John Curtice, Stephen Fisher, Jouni Kuha and Jonathan Mellon
Social scientists aim to understand and explain human behaviour. If they are successful in identifying what systematically influences human behaviour, then presumably they should not only be able to illuminate the past but also predict the future. Indeed, forecasting what is going to happen to the economy is a challenge with which economists are regularly faced.
‘What will be the result of the next election?’ is the challenge with which political scientists are most commonly faced. Numerous models of election forecasting have been developed. Most are built on the assumption that in some way or other past patterns will be repeated. If, for example, governments generally appear to be popular when the economy is doing well and not so popular when an economic downturn occurs, this relationship can be modelled to predict the outcome of an election some weeks or months hence.
Many of these attempts at forecasting elections rely to some extent at least on opinion polls. But, as has been evident at recent UK general elections, these are not always accurate. In 2015 the final polls suggested that Conservatives and Labour were neck and neck and that the country was heading for a hung parliament. In practice, the Conservatives enjoyed a seven point lead. Meanwhile, in the election held this June the polls on average put the Conservatives eight points ahead, when, in the event, Theresa May’s lead over Labour proved to be just 2.5 points, insufficient for her to retain her overall majority.
Still, there might be thought to be one way in which we can safely predict the outcome of an election – if only a few hours before the results themselves become known. This is to poll voters as they leave the polling station and ask them how they have voted. Indeed, in many a country, this has now become one of the rituals of election night. As long as the exit poll forecast is correct, its publication allows politicians and commentators to consider and discuss straight away the possible implications of the result, and allows the editors of election programmes to decide who they want to persuade to come on air.
Indeed, you might think that conducting an exit poll was one of the least challenging bits of forecasting in which social scientists might engage. After all, if you have ascertained how voters have just voted, what more needs to be known? It is arguably more like reportage than forecasting.

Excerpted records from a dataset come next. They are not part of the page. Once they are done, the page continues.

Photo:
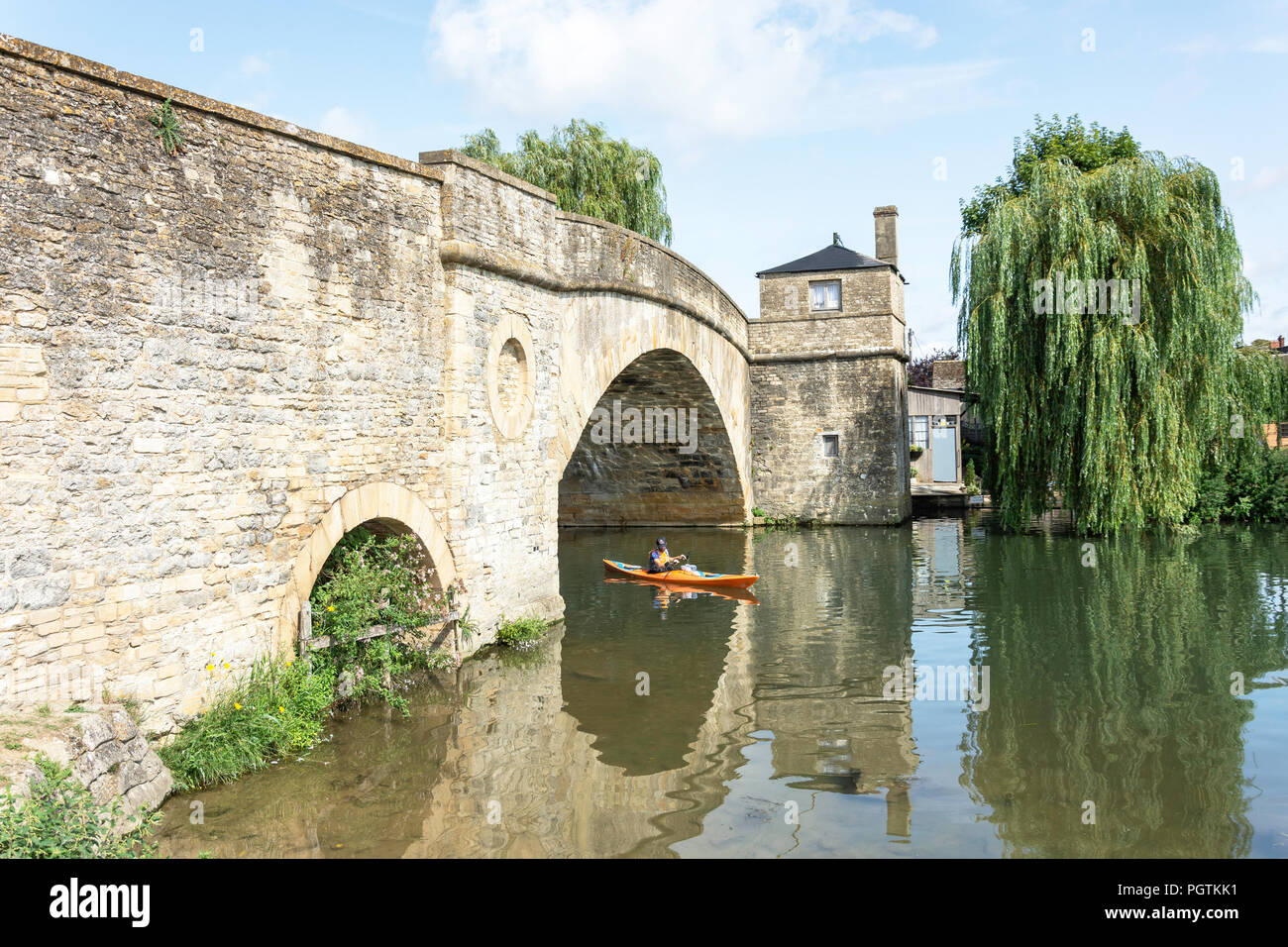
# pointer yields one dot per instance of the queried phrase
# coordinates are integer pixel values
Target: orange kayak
(728, 591)
(681, 577)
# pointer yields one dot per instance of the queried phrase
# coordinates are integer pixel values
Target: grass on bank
(279, 706)
(520, 633)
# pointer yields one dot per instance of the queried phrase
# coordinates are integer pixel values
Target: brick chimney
(887, 223)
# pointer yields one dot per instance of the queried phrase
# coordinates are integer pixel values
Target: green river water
(1128, 701)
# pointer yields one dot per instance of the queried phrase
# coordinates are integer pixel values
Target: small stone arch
(389, 502)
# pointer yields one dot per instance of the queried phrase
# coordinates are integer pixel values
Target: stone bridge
(214, 364)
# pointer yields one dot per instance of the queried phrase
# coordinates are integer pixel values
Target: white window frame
(822, 285)
(912, 432)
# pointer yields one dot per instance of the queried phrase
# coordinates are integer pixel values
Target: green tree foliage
(1119, 412)
(1086, 147)
(921, 369)
(588, 171)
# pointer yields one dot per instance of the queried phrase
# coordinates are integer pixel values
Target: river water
(934, 689)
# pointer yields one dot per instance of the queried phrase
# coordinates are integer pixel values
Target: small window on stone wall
(824, 295)
(511, 373)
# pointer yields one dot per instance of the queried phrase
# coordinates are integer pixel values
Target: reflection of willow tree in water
(1112, 684)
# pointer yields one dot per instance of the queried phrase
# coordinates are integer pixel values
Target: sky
(776, 124)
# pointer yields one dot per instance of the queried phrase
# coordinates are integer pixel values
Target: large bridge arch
(606, 337)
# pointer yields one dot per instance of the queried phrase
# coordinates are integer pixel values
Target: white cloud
(1199, 46)
(340, 123)
(254, 65)
(1270, 44)
(733, 69)
(1266, 178)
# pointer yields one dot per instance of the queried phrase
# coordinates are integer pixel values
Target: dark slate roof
(831, 257)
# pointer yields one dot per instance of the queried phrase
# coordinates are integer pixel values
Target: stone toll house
(214, 364)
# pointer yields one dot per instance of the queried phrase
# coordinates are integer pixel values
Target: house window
(824, 295)
(918, 432)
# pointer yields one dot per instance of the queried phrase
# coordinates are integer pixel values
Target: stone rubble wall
(110, 757)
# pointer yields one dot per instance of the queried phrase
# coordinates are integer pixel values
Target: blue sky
(777, 124)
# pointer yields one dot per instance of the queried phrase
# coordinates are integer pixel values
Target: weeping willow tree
(1102, 295)
(588, 171)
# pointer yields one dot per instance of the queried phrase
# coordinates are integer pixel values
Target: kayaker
(661, 561)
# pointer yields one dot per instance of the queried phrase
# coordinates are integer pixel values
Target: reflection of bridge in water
(754, 706)
(621, 774)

However, this is far from the case, at least so far as exit polling in the UK is concerned. There are two particular challenges. First, we have to remember that any exit poll has to be conducted at a sample of polling stations. And in the UK, unlike many other countries, the results of an election are not counted and published separately, polling station by polling station. Consequently, it is impossible to use past election results to ascertain whether any sample of polling stations that has been selected is politically representative of the country as a whole.
Second, the UK uses a single member plurality (or first-past-the-post) electoral system. As a result, there is no straightforward, predictable link between nationwide votes won and parliamentary seats secured. Everything depends on the outcome in 650 entirely separate constituency contests.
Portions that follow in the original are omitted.